Universidad Nacional Autónoma de México, IIMAS, Mexico, 04510, Mexico.
Universidad de Guadalajara, SUV, Guadalajara, 44130, Mexico.
Sci Rep. 2023 Jun 12;13(1):9553. doi: 10.1038/s41598-023-36761-6.
The Entropic Associative Memory is a novel declarative and distributed computational model of associative memory. The model is general, conceptually simple, and offers an alternative to models developed within the artificial neural networks paradigm. The memory uses a standard table as its medium, where the information is stored in an indeterminate form, and the entropy plays a functional and operation role. The memory register operation abstracts the input cue with the current memory content and is productive; memory recognition is performed through a logical test; and memory retrieval is constructive. The three operations can be performed in parallel using very few computing resources. In our previous work we explored the auto-associative properties of the memory and performed experiments to store, recognize and retrieve manuscript digits and letters with complete and incomplete cues, and also to recognize and learn phones, with satisfactory results. In such experiments a designated memory register was used to store all the objects of the same class, whereas in the present study we remove such restriction and use a single memory register to store all the objects in the domain. In this novel setting we explore the production of emerging objects and relations, such that cues are used not only to retrieve remembered objects, but also related and imaged objects, and to produce association chains. The present model supports the view that memory and classification are independent functions both conceptually and architecturally. The memory system can store images of the different modalities of perception and action, possibly multimodal, and offers a novel perspective on the imagery debate and computational models of declarative memory.
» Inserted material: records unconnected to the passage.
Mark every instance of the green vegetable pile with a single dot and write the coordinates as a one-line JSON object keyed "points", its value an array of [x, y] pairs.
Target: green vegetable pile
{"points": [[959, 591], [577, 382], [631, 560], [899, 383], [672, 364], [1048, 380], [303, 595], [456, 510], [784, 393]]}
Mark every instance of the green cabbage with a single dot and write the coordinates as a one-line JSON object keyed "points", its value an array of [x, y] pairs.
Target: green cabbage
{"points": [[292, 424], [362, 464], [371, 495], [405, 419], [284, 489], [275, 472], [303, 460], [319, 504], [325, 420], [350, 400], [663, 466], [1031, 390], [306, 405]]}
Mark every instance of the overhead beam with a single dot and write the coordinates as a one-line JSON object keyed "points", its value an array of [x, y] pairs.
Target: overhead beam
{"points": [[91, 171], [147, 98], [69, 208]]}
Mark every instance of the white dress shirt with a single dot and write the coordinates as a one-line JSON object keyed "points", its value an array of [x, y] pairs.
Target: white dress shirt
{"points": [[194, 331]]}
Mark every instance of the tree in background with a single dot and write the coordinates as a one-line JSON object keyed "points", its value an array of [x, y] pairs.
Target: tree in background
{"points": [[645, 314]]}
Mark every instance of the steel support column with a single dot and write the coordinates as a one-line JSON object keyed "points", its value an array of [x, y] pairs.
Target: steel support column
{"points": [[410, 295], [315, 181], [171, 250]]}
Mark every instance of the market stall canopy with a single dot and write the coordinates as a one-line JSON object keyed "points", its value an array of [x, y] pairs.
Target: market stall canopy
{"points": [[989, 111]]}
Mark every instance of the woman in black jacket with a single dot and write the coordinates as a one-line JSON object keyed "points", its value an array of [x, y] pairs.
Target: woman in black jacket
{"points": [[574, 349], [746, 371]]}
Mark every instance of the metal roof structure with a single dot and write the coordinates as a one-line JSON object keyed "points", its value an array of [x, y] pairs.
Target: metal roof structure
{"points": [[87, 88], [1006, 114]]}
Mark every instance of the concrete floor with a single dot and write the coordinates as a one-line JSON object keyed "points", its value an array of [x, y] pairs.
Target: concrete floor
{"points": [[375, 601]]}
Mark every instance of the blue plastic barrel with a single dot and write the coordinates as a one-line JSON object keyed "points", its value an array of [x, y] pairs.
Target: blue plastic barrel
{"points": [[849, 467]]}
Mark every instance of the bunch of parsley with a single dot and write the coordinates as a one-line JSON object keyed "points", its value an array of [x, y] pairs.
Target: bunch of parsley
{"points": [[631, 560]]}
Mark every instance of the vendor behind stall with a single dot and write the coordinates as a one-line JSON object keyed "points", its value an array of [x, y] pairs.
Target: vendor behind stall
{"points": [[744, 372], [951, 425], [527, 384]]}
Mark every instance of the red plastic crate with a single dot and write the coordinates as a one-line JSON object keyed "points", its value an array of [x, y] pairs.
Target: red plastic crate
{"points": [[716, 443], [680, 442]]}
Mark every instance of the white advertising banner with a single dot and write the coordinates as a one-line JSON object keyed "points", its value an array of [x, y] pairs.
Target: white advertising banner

熵关联记忆是一种新颖的陈述性和分布式联想记忆计算模型。该模型具有通用性、概念上的简单性,并为人工神经网络范例内开发的模型提供了替代方案。该记忆使用标准表格作为媒介,其中信息以不确定的形式存储,而熵则发挥功能和操作作用。记忆寄存器操作抽象了输入提示与当前记忆内容,并具有创造性;记忆识别通过逻辑测试进行;记忆检索是建设性的。这三个操作可以使用很少的计算资源并行执行。在我们之前的工作中,我们探索了记忆的自联想性质,并进行了实验,使用完整和不完整的提示存储、识别和检索手稿数字和字母,以及识别和学习电话,取得了令人满意的结果。在这样的实验中,指定的记忆寄存器用于存储同一类别的所有对象,而在本研究中,我们取消了这种限制,并使用单个记忆寄存器存储域中的所有对象。在这种新颖的设置中,我们探索了新兴对象和关系的产生,使得提示不仅用于检索记忆中的对象,还用于检索相关和想象的对象,并生成联想链。本模型支持这样的观点,即记忆和分类在概念上和架构上都是独立的功能。记忆系统可以存储不同感知和动作模态的图像,可能是多模态的,并为意象辩论和陈述性记忆的计算模型提供了新的视角。